About 90% of the adult inmates in California are serving determinate sentences. As a result, at least 90% of them will eventually be back on the streets, regardless of the best efforts to keep them behind bars. The challenge for California, in the wake of its bed-space crisis, is how to deal with these people in terms of public safety and fiscal responsibility. Two research reports released this year provide some direction.

In January, the National Center on Addiction and Substance Abuse at Columbia University released a report on substance abuse and the prison population.
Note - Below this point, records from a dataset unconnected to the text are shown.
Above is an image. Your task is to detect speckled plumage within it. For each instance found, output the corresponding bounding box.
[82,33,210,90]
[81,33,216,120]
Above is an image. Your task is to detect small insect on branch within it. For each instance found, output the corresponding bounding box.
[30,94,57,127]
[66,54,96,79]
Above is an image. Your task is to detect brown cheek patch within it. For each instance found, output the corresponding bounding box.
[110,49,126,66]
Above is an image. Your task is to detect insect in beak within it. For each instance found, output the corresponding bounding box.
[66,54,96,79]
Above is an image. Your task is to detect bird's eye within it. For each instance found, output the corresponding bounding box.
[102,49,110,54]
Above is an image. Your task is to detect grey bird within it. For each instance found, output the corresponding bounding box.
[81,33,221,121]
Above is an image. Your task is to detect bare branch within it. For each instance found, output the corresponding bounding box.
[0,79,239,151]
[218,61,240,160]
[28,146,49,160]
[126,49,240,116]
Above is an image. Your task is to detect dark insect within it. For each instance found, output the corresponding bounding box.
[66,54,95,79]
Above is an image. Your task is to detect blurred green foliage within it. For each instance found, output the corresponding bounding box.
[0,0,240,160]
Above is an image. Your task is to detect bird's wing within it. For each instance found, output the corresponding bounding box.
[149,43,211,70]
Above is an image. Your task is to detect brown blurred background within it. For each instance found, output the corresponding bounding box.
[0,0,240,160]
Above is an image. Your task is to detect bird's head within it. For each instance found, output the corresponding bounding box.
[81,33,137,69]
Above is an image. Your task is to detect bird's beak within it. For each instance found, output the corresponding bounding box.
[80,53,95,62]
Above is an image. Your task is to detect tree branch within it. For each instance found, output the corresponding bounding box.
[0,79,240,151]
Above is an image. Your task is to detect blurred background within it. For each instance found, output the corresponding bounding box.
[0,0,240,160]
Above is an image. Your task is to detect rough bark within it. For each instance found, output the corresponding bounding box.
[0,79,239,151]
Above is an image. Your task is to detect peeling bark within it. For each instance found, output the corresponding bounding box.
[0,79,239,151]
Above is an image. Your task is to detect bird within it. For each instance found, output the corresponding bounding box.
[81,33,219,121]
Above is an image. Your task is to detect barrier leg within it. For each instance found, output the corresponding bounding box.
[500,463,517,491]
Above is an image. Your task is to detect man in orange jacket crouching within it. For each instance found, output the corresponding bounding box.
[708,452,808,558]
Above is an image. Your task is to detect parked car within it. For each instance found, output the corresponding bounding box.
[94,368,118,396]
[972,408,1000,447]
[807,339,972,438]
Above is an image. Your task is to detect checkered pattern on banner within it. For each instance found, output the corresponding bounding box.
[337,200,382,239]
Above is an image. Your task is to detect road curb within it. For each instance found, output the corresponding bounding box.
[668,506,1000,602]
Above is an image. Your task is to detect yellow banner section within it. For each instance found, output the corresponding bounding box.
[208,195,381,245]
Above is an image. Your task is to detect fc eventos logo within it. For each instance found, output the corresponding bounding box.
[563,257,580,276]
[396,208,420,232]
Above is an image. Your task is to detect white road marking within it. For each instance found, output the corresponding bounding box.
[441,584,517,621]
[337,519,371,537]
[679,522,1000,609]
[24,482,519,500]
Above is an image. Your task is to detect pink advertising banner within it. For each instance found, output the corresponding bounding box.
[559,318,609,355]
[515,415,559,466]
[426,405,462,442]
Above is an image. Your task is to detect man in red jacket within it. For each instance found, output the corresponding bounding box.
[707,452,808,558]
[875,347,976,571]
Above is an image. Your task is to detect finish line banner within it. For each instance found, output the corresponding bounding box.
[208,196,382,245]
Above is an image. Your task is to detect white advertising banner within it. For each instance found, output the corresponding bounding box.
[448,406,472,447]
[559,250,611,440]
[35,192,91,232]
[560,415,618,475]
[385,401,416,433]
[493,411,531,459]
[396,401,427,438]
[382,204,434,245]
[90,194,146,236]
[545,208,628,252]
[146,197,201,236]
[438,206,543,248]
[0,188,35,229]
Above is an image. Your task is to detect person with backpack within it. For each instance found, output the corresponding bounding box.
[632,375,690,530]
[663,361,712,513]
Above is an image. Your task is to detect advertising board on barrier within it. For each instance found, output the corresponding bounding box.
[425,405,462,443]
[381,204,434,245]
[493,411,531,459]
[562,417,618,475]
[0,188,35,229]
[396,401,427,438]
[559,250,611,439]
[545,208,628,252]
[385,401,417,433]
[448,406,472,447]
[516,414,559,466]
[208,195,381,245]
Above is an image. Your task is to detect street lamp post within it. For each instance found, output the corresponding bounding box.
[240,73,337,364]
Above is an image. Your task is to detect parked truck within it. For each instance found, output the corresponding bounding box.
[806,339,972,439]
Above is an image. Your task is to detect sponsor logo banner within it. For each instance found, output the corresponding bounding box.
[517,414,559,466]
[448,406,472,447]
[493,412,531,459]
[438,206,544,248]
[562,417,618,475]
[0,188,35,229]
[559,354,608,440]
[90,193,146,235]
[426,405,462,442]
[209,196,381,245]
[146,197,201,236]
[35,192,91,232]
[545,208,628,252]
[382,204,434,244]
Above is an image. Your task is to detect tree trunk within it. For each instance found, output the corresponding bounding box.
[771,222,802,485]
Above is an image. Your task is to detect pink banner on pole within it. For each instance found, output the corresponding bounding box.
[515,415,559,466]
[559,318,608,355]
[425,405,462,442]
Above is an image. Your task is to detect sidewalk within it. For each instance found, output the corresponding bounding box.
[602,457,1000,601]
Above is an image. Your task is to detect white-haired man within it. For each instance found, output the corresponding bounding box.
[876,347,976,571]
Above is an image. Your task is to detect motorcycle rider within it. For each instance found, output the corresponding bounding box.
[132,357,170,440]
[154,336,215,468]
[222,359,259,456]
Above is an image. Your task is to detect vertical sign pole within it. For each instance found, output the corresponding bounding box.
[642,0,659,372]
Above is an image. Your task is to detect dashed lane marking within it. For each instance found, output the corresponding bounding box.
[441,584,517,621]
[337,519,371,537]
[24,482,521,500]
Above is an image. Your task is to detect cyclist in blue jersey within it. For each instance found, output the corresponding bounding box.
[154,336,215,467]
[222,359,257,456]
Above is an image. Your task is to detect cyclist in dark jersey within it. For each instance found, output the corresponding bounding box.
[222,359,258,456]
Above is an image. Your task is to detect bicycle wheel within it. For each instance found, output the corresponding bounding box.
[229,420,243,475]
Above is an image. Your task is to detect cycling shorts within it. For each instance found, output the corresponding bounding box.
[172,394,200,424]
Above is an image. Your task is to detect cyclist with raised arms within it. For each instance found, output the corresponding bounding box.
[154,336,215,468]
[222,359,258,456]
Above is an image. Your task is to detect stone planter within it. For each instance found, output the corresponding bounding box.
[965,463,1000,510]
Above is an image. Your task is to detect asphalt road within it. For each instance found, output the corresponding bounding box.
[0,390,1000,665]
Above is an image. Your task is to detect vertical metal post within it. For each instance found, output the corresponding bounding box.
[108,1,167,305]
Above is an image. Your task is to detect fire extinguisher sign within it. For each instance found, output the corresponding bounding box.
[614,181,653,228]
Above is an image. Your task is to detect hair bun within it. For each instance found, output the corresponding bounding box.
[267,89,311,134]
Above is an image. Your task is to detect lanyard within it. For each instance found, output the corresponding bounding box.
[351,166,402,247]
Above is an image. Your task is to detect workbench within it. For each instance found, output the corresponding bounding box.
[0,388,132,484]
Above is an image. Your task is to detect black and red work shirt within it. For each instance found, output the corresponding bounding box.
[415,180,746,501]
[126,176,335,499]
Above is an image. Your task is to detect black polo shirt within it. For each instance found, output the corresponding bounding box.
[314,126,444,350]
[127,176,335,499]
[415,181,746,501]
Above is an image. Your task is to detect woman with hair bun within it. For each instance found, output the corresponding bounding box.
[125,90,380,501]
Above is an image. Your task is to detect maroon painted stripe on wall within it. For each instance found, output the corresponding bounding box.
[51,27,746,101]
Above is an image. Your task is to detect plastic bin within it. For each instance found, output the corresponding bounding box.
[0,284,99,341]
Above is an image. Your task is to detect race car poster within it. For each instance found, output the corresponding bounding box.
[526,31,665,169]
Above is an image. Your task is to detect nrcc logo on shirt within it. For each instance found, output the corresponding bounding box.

The report found that drug and alcohol abuse and addiction are implicated in 80% of the crimes committed across the country and that substance abuse is "tightly associated with recidivism." Furthermore, it linked a dramatic increase in the number of women incarcerated to increased sentences for drug use and possession and domestic-violence-related crimes. The report noted that, contrary to conventional wisdom, a legal substance, alcohol, was used more often in the commission of violent crimes than were illegal substances such as crack, cocaine or heroin.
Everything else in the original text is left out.